Mn2+ competes with Mg2+ decreasing the polymerases fidelity.

Question 616

In chemical mutagenesis what chemicals are used and why?

Answer 616

Bisulphite and nitrous acid.

These increase deamination, through changing C-U and A-I.

Question 617

What is XL-Ired and why is it used in random mutagenesus?

Answer 617

It is a mutated version of E.coli which has multiple deficient repair mechanisms meaning it allows more error to be introduced to the DNA.

Question 618

PCR fragments transformed into yeast can be targeted efficiently to specific sites through _________ ________ by using primers with appropriate _______ ________ at their _____ end.

Answer 618

Homologous recombination, homologous sequences, 5’.

Question 619

Homologous recombination in yeast involves cassettes. What is meant by the term cassettes?

Answer 619

The gene being introduced into the genome.

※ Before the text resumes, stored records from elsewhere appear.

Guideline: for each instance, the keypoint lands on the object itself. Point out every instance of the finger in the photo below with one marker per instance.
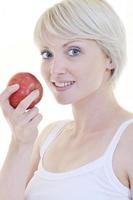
(36, 120)
(7, 92)
(25, 103)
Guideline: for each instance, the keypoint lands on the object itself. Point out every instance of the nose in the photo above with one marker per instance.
(57, 67)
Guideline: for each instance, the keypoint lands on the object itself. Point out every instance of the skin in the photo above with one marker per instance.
(92, 99)
(93, 105)
(91, 92)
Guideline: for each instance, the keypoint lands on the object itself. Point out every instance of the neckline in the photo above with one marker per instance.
(92, 165)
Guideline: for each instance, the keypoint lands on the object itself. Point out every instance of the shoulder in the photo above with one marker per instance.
(46, 131)
(127, 144)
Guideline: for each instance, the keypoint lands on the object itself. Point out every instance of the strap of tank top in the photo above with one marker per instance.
(53, 134)
(112, 146)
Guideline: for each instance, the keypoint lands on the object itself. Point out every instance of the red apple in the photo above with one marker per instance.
(27, 83)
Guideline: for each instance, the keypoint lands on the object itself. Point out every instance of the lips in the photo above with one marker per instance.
(63, 86)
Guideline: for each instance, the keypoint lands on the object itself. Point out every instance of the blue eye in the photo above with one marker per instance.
(74, 51)
(46, 54)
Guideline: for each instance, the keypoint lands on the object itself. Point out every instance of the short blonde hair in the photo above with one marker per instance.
(86, 19)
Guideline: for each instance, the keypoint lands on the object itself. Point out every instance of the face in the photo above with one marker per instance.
(73, 69)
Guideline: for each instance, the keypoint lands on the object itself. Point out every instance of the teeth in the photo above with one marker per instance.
(64, 84)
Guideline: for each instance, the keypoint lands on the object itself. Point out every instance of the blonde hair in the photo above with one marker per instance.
(86, 19)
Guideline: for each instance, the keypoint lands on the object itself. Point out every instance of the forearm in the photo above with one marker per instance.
(13, 175)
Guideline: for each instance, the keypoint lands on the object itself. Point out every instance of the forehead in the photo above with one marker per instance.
(53, 40)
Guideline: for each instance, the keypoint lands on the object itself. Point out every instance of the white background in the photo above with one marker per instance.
(18, 53)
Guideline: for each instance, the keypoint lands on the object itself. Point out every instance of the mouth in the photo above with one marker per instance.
(63, 86)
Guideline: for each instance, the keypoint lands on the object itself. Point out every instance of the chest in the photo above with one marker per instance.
(64, 155)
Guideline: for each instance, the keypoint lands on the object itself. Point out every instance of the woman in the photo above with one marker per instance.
(82, 44)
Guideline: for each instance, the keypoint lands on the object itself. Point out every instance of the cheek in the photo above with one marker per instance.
(44, 71)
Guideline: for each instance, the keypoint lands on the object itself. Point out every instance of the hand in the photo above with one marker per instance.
(23, 123)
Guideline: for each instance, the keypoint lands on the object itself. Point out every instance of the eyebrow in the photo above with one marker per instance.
(65, 44)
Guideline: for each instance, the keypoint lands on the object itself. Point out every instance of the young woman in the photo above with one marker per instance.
(83, 49)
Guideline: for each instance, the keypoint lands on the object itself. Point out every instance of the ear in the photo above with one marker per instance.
(109, 63)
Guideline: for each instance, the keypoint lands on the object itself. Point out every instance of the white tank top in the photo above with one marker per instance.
(93, 181)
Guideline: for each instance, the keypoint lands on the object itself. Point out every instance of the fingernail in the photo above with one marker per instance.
(36, 92)
(16, 85)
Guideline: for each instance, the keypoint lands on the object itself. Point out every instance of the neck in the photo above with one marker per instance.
(96, 112)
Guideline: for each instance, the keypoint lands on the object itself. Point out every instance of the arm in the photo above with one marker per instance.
(23, 124)
(14, 172)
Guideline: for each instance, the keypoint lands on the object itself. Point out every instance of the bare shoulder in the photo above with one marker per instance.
(128, 152)
(35, 157)
(43, 135)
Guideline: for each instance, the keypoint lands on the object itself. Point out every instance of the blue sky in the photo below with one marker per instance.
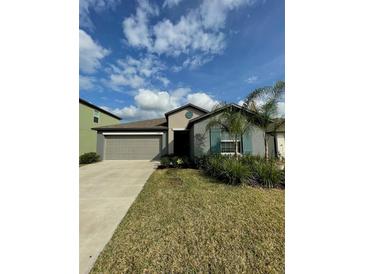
(140, 59)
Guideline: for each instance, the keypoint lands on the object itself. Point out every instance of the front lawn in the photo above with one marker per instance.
(183, 221)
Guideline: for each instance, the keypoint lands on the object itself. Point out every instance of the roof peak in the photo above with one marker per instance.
(83, 101)
(186, 106)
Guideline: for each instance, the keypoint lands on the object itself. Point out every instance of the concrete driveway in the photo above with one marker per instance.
(107, 190)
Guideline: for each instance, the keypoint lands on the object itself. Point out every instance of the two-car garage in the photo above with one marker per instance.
(133, 147)
(141, 140)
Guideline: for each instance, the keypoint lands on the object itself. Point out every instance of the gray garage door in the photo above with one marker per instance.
(132, 147)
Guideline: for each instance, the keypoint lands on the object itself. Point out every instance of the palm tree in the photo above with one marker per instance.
(264, 103)
(231, 121)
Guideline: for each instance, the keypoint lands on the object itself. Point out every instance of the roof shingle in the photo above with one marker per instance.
(152, 124)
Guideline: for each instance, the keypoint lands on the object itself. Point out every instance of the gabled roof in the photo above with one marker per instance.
(86, 103)
(152, 124)
(207, 115)
(185, 106)
(277, 126)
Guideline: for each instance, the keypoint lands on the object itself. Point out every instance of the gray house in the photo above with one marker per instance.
(181, 132)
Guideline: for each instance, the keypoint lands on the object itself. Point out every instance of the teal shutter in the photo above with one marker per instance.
(215, 140)
(247, 142)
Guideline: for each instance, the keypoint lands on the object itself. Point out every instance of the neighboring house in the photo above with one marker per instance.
(181, 132)
(92, 116)
(276, 139)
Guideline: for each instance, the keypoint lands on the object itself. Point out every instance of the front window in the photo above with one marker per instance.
(229, 146)
(96, 116)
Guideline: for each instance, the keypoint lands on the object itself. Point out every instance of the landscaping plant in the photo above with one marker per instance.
(88, 158)
(264, 103)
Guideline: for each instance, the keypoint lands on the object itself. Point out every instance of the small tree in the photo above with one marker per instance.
(231, 121)
(264, 103)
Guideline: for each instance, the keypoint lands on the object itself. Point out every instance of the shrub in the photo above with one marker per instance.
(247, 169)
(88, 158)
(268, 174)
(165, 161)
(225, 168)
(174, 161)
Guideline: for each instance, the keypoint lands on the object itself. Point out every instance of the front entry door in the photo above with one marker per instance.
(181, 143)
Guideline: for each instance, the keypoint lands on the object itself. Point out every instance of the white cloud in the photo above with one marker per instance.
(196, 61)
(135, 73)
(154, 103)
(197, 33)
(214, 12)
(186, 36)
(135, 27)
(96, 5)
(202, 99)
(252, 79)
(86, 82)
(163, 80)
(171, 3)
(91, 53)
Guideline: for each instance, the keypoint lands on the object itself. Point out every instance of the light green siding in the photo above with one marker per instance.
(87, 136)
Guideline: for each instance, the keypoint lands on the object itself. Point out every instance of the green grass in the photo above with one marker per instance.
(185, 222)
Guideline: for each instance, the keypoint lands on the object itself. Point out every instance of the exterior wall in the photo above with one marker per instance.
(178, 120)
(271, 144)
(258, 142)
(280, 139)
(100, 146)
(201, 139)
(87, 136)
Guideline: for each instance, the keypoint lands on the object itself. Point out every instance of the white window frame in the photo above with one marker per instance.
(96, 114)
(132, 133)
(230, 141)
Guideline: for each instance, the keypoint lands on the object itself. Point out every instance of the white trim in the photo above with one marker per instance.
(230, 153)
(132, 133)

This is often a gene for antibiotic resistance.

Question 620

_______sequences are amplified using PCR with primers with a 3’ end complementary to the _____ and a 5’ end complementary to the ______ ______.

Answer 620

Cassette, cassette, target gene.

Question 621

What type of PCR os the gene KANMX4 often involved in?

Answer 621

Homologous recombination PCR- it is a antibiotic resistance gene.

Question 622

How much synteny is there between mice and humans?

Answer 622

90%.

Question 623

What percentage of homologous genes are there between mice and humans?

Answer 623

At least 99%.

Question 624

What type of integration creates transgenic mice?

Answer 624

Non homologous integration.

Question 625

In the production of transgenic mice where is the DNA microinjected into?

Answer 625

The pronucleus.

Question 626

What two things are often expressed in transgenic mice?

Answer 626

Foreign genes and the overexpression of mice genes.

Question 627

What do knock out mice lack?

Answer 627

The ability to produce a specific gene product.

Question 628

What process happens in the mouse embryonic stem cell to disrupt the gene in knock out mice?

Answer 628

Homologous recombination.

Question 629

When the cells with disrupted genes are implanted into a normal blastocyst what is produced?

Answer 629

Chimeric mice.

Question 630

What dominant phenotypic marker is often used in the production of knock out mice?

Answer 630

White fur colour.

Question 631

What type of mouse is created when a wild type is crossed with a chimeric mouse?

Answer 631

A mouse heterozygous to the mutation which is also white in colour.

Question 632

What needs to be crossed to created a white mouse homozygous to the genetic disorder?

Answer 632

Two heterozygous white mice.

Question 633

What two things can not be studied through the use of knock out mice?

Answer 633

Essential genes and systemically expressed genes.

Question 634

How are essential genes and systemically expressed genes studied in mice?

Answer 634

A gene is flanked with loxP sites.

Question 635

What can Cre recombinase recognise?

Answer 635

LoxP sites.

Question 636

What do recombinases do?

Answer 636

Promote recombination between homologous sequences.

Question 637

Once cre recombinase has caused recombination of loxp sites what happens?

Answer 637

The gene is excised.

Question 638

Mice strains are generated that express cre recombinase from promoters of genes that are only expressed in _ _____ ______ ______ or after ______ ________.

Answer 638

A tissue specific manner, after drug treatment.

Question 639

What are floxed mice crossed with to isolate strains that only produce cre recombinase in a tissue specific or drug responsive manner?

Answer 639

Transgenic mice.

Question 640

What is synaptic plasticity?

Answer 640

The ability to generate new neuronal circuits in response to stimuli.

Question 641

What is the NMDA receptor also known as?

Answer 641

The N-methyl-D-aspartate receptor.

Question 642

What type of receptor is the NMDA receptor?

Answer 642

Glutamate.

Question 643

What ligands can the NMDA receptor respond too?

Answer 643

Glycine and glutamate.

Question 644

Where does gene inactivation occur which prevents the NMDA receptor from learning?

Answer 644

Hippocampus.

Question 645

What happens when NMDA is over expressed?

Answer 645

The mice are more intelligent.

Question 646

What happens when NMDA is not expressed through the formation of knock out mice?

Answer 646

The mice have a decreased learning ability.